In the US: Monday, 10/9c, NBC
In the UK: Tuesdays, Amazon
Pierre Morel’s Taken is a classic action thriller. For those who by some miracle haven’t seen it, it features Liam Neeson playing an aging former spy who’s now down on his luck now he’s divorced from his wife Famke Janssen. He also doesn’t get to see his teenage daughter Maggie Grace (Lost) very much. But when Grace goes on a holiday to Paris with one of her friends and is abducted, Neeson puts into practice his ‘very particular set of skills that [he’s] acquired over a very long career’ to find Grace and rescue her.
As I mentioned quite some time ago now, it’s basically the movie that cemented Liam Neeson’s reputation as one of the West’s top action and martial arts stars. It’s not without flaws – certainly the idea that Neeson would go into paroxysms of panic at the thought of his daughter going to Paris as she would be far safer in her home town of Los Angeles is a little bit laughable. But it’s much smarter than you’d think and has some great action sequences. Just don’t watch Taken 2 or Taken 3 since they are not good movies.
Taken obviously has some unique features: Neeson isn’t a spring chicken; he’s a family man but has an estranged wife and daughter; he operates virtually alone, with only a friend or two with equally useful special skills to help him; the film is set in Europe; and Neeson has all manner of dead-drops, contacts and tradecraft to draw on in his challenge.
Strangely, NBC’s Taken uses none of this to try to tell a story that probably didn’t need telling – how Leeson got his special skills. Except it doesn’t even do that.
A prequel series, it stars Clive Standen (Vikings) as the young Liam, now revealed to be an ex-Green Beret who served in Colombia fighting drug cartels. Now back in the US, he’s on a train with his sister when she’s killed during a shootout with some men Standen thinks were after him. He then has to go on the hunt to find the man who sent them and who wants to punish him for some of his past actions.
Although he doesn’t know it, he’s drawn the attention of a covert unit headed by Jennifer Beals (Flashdance, The Chicago Code, Proof) that operates outside the rest of the US intelligence community. Wanting to get to said bad guy, too, she’s happy to use Standen as bait but if he can get there by himself, that’s a win, too.
Guess whom she wants to hire by the end of the episode…
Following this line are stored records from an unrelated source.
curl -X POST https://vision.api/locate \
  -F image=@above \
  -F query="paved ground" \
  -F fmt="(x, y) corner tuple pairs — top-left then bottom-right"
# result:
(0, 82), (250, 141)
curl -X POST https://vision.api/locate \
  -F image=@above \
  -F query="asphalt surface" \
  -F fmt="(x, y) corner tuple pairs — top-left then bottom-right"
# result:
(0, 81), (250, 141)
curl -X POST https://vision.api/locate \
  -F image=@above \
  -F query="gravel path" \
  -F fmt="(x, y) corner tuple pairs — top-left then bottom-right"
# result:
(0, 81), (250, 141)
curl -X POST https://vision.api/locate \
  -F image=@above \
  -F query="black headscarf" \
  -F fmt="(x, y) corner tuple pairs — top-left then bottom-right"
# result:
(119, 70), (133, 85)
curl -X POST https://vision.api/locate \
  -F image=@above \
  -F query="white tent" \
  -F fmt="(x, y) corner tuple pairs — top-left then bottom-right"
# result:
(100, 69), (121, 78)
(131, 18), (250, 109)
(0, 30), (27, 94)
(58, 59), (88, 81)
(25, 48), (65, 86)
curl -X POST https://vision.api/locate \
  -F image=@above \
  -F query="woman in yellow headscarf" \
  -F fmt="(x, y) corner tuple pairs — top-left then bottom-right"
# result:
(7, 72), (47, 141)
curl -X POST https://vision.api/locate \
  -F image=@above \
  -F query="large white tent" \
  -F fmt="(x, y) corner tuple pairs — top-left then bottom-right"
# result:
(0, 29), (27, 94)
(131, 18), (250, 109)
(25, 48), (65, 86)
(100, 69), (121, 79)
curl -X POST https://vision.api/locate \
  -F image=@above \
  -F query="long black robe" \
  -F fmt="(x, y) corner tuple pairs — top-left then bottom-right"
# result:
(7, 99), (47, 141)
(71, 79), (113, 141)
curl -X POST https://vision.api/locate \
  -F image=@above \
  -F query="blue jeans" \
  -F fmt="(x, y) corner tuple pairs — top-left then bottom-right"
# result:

Taken is as much a prequel to the movie as Bates Motel is to Psycho, being resolutely set in modern times rather than the 70s or 80s, right down to ubiquitous iPhones. But at least Bates Motel aspires to set up the events that lead to its parent movie in some way. Here Standen arrives fully formed as an action hero, in little need of building up an already potent skillset that nevertheless seems unlikely even for a Green Beret. There’s the occasional reference to his not being married or having children yet (“Pray you never have a daughter”), but that’s about it.
Neither does it embody any of those unique qualities of the movie. The show’s clearly setting up Standen becoming part of a undercover team to fight drug cartel actions in North America (and possibly South America), so is going to be almost nothing like the movie. Indeed, rather than being a prequel to Taken it’s better to think of the series as NBC’s attempt to do its own version 24, since it has a more or less identical set-up, with Standen basically Jack Bauer in the Kim-less seasons, Beals and co the CTU of the piece.
Standen is at least a decent stand-in for both Sutherland and indeed Neeson – a former international Thai boxer and fencing gold medalist, he was also born in Northern Ireland and actually makes the effort to do a sort of blended American-Northern Irish accent à la Liam. Also among the cast is The Unit‘s Michael Irby, who’s obviously got a good action pedigree to draw on, too.
Although there are plenty of moments during the pilot where you find yourself asking “Why doesn’t he just…?” or “Why did he do that, FFS?”, Taken also does at least have some surprisingly good action scenes (unlike Taken 2 and Taken 3) and from time to time, actually does something surprising, different or unusual from the usual beats and twists of action TV plotting.
Nevertheles, Taken is largely still a generic series that offers little to really differentiate it from any other semi-ensemble action TV show. It could be worth watching if later episodes take the show in new or unusual directions or make it more similar to the movie, but at the moment, Taken is Taken in name-only.